Friday, February 24, 2012

Red Monochrome Elizabethan Coif

Today's post is about a monochrome Elizabethan coif I made in 2010.  The main inspiration for the piece came from the following extant linen, silk and metal thread example shown in Janet Arnold's 'Patterns of Fashion 4' (below).

I used the same sort of scrolling stem design, but added different motifs. I pored over Patterns of Fashion, Queen Elizabeth's Wardrobe Unlocked, and all my reproduction sixteenth century pattern books with Elizabethan-style motifs, and picked a variety of motifs that I thought went well together. I kept a reference as I drew up the pattern so that I would have a record of where the motifs were sourced from.

I traced the design out in water soluble ink. For this project, I remembered to keep a record of how long the stitching took. The picture above shows approximately fifty hours of stitching (not including pattern design, tracing out etc.)

The stitching was done predominantly in double running stitch because I need practice in that stitch.

When the embroidery was done, I washed the coif in a gentle wool wash, rinsed, and gently blocked the fabric on a clean towel.

Here is the piece ready for metallic threads and spangling

The ground fabric is a lovely mid-weight linen, and the stitching was done in red DMC cotton floss and silver metallic thread. The spangles are a silver gilt metal and were sewn on with three stitches.

The back of the piece showing knotted and woven threads

In previous posts, I have gone into a great deal of detail about construction and design of coifs in Elizabethan times. Please refer to the post on my red striped coif for more information.

As you can see, I knotted AND wove the thread ends in on the back of the piece. I was not sure how the recipient would choose to launder the coif, and I wanted it to be durable.

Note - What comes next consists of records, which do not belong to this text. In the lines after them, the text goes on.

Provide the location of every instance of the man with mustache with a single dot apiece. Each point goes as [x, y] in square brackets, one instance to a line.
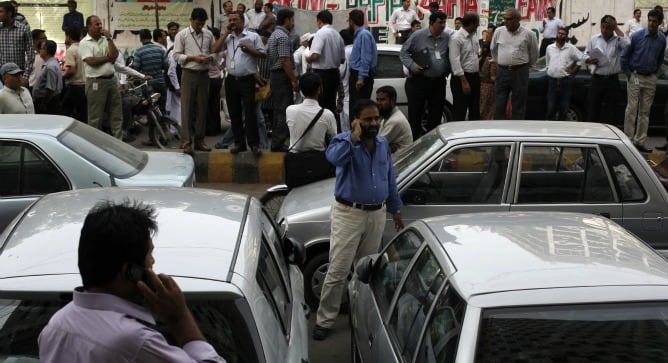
[365, 189]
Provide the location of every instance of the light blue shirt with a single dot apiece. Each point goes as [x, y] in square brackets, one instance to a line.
[362, 177]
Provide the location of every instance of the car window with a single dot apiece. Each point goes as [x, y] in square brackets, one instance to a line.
[469, 175]
[626, 182]
[575, 333]
[563, 174]
[391, 265]
[272, 286]
[24, 170]
[439, 343]
[416, 296]
[389, 66]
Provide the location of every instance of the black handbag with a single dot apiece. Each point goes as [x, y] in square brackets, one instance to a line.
[307, 166]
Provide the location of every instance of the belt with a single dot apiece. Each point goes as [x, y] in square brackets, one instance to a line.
[512, 67]
[241, 78]
[359, 205]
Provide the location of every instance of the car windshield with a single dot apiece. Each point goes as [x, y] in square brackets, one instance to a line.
[633, 332]
[223, 320]
[113, 156]
[416, 153]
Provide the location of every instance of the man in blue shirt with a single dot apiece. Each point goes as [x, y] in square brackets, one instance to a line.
[641, 62]
[365, 189]
[363, 59]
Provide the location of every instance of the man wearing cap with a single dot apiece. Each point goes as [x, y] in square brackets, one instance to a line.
[13, 97]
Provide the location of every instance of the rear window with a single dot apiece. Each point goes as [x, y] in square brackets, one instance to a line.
[115, 157]
[223, 321]
[634, 332]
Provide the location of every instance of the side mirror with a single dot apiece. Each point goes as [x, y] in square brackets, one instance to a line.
[364, 269]
[294, 251]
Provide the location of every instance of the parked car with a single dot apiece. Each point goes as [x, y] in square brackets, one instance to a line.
[485, 166]
[234, 266]
[511, 287]
[611, 111]
[41, 154]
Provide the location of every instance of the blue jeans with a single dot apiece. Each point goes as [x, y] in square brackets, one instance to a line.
[558, 97]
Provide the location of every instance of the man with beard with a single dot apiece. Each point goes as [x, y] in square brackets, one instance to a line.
[562, 63]
[394, 125]
[365, 189]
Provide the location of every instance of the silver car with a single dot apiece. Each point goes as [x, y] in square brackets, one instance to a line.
[237, 271]
[511, 287]
[485, 166]
[41, 154]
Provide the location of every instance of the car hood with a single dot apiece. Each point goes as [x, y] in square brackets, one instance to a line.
[311, 202]
[163, 169]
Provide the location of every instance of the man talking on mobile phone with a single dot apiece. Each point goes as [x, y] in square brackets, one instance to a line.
[104, 322]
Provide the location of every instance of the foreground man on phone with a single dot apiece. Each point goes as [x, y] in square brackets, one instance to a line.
[104, 322]
[366, 188]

There are small areas of other stitches, such as seeding, speckling, satin, stem and running stitch.

The piece after metal spangles were added
Below are some close up shots of the stitching. You can see that the metallic silver thread was added in a single running stitch in the centre of the stems.

The images below are scanned from 'Patterns of Fashion 4' and show extant sixteenth and early seventeenth century English coifs.
The centre top seam is sewn and then gathered  for about a third of the distance to allow for a bun or hair taping

This picture shows the gathering stitches at the crown of one of the coifs

This image shows tapes tying the coif in place in front of the bun or hair taping
I added a lining to the coif to protect against hair oils. The lucet cord ties were hand made by Heather.